Perdana Menteri Italia, Giorgia Meloni, menyatakan bahwa pemerintahnya memutuskan untuk menghentikan perpanjangan otomatis kerja sama tersebut. Kebijakan ini diumumkan di sela-sela acara di Verona.
“Dalam situasi saat ini, pemerintah telah memutuskan untuk menangguhkan perpanjangan otomatis perjanjian pertahanan dengan Israel,” ujar Meloni seperti dilansir dari Al-Jazeera, Rabu (15/4).
Perjanjian yang disetujui sejak 2006 itu sebelumnya diperbarui secara otomatis setiap lima tahun. Kerja sama tersebut mencakup pertukaran teknologi militer, pelatihan personel, hingga riset dan pengembangan di bidang pertahanan.
Meski dikenal sebagai salah satu sekutu dekat Israel di Eropa, pemerintah Italia dalam beberapa pekan terakhir mulai melontarkan kritik terhadap operasi militer Israel di Lebanon. Hingga kini, belum ada tanggapan resmi dari pemerintah Israel terkait keputusan tersebut.
Ketegangan kedua negara meningkat setelah Italia menuding pasukan Israel melepaskan tembakan peringatan ke arah konvoi pasukan penjaga perdamaian Italia di Lebanon. Insiden itu dilaporkan merusak satu kendaraan, namun tidak menimbulkan korban jiwa. Sebagai respons, Italia memanggil duta besar Israel untuk menyampaikan protes resmi.
Di sisi lain, Israel juga memanggil duta besar Italia setelah pernyataan Menteri Luar Negeri Italia, Antonio Tajani, yang mengecam serangan terhadap warga sipil di Lebanon. Dalam kunjungannya ke Beirut, Tajani menegaskan posisi Italia yang mendukung Lebanon di tengah eskalasi konflik.

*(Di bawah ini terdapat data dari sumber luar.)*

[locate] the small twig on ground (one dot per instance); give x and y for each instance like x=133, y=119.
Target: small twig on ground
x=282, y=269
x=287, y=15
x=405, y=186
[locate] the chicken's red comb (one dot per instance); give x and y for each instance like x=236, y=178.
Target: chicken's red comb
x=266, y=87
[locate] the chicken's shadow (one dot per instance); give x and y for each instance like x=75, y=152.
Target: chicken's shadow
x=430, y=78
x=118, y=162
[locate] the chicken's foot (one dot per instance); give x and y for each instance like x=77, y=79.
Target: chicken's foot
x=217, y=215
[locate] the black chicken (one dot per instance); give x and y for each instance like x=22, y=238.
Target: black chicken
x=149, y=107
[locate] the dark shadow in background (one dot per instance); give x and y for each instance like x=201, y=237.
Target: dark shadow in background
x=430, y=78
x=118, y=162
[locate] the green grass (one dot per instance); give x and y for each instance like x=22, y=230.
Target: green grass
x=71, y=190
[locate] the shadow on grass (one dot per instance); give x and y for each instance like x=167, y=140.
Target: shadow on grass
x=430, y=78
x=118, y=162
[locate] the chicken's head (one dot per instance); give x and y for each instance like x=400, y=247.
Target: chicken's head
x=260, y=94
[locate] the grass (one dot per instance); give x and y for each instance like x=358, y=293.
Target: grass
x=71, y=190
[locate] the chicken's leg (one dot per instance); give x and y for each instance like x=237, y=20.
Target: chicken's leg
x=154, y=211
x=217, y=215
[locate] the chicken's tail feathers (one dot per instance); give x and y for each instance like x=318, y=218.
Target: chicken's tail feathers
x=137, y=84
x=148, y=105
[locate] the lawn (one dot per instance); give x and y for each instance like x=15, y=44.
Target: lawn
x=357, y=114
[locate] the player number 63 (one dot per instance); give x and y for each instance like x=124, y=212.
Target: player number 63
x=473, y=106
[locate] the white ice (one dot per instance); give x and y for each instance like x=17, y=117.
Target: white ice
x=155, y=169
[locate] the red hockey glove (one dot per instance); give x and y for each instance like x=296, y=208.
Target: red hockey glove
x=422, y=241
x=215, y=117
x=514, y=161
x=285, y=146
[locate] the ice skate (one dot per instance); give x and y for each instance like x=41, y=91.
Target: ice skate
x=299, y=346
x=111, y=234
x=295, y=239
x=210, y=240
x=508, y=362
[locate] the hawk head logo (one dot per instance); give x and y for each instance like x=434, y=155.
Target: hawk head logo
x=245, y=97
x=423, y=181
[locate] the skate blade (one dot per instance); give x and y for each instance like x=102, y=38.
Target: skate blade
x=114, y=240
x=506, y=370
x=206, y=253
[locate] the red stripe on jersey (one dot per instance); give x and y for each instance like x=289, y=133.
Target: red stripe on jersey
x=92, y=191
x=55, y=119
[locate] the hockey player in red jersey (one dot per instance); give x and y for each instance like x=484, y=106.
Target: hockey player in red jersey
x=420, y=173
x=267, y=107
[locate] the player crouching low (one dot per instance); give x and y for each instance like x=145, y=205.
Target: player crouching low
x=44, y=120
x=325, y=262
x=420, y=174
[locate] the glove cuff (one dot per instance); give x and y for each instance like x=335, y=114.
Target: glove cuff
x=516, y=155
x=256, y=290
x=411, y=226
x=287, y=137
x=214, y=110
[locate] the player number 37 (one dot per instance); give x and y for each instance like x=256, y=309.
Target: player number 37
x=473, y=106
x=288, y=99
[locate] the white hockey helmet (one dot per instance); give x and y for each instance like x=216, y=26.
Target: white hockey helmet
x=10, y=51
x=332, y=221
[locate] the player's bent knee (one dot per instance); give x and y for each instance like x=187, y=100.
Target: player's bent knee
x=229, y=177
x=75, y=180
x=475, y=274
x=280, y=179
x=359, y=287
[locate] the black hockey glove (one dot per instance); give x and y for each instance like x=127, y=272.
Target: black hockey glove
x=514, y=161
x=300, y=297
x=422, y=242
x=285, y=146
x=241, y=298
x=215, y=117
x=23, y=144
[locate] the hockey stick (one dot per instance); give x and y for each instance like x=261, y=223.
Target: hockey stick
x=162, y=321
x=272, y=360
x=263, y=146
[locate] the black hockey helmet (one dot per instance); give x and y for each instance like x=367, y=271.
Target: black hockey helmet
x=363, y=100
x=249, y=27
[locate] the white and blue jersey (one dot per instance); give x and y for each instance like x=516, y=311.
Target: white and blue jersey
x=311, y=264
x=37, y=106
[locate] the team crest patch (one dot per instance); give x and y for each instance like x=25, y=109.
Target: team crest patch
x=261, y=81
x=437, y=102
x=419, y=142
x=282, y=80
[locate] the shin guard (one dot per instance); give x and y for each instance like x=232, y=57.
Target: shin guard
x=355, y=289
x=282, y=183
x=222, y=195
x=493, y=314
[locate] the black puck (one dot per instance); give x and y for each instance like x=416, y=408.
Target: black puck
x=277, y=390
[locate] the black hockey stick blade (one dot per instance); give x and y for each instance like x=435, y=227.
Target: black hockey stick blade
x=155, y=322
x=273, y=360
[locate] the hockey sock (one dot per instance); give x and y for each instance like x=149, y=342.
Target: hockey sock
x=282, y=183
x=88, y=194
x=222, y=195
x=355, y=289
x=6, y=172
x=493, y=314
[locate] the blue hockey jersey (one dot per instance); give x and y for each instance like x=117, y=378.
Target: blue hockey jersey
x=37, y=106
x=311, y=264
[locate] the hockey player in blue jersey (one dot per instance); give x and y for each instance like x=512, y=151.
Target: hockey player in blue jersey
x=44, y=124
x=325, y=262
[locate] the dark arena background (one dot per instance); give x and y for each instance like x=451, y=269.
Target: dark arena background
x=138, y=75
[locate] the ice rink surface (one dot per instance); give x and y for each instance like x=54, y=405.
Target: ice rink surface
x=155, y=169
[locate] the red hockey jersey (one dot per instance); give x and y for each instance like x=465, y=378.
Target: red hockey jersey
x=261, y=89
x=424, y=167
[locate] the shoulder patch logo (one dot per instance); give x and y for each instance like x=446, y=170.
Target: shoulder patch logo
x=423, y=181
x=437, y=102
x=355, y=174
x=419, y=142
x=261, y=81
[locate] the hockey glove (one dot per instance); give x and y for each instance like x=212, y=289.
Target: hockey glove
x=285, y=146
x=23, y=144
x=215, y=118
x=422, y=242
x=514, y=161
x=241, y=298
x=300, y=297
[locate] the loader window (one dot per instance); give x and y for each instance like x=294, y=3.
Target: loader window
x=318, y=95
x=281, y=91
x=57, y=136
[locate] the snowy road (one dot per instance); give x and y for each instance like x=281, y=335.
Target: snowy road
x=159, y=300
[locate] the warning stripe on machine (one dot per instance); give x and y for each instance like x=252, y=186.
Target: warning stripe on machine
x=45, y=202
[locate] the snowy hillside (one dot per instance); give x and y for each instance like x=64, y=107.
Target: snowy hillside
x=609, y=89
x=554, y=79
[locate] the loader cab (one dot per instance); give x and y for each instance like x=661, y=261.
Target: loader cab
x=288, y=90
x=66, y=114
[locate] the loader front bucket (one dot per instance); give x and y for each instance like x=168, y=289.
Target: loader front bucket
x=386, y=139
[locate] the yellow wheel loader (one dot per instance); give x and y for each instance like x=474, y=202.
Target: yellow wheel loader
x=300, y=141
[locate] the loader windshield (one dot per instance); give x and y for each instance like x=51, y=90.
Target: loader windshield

“Untuk menyampaikan solidaritas Italia atas serangan Israel yang tidak dapat diterima terhadap penduduk sipil,” katanya.
Langkah Italia ini menandai perubahan sikap yang cukup signifikan dari salah satu sekutu Eropa Israel, sekaligus mencerminkan meningkatnya tekanan internasional terhadap operasi militer Israel di Lebanon.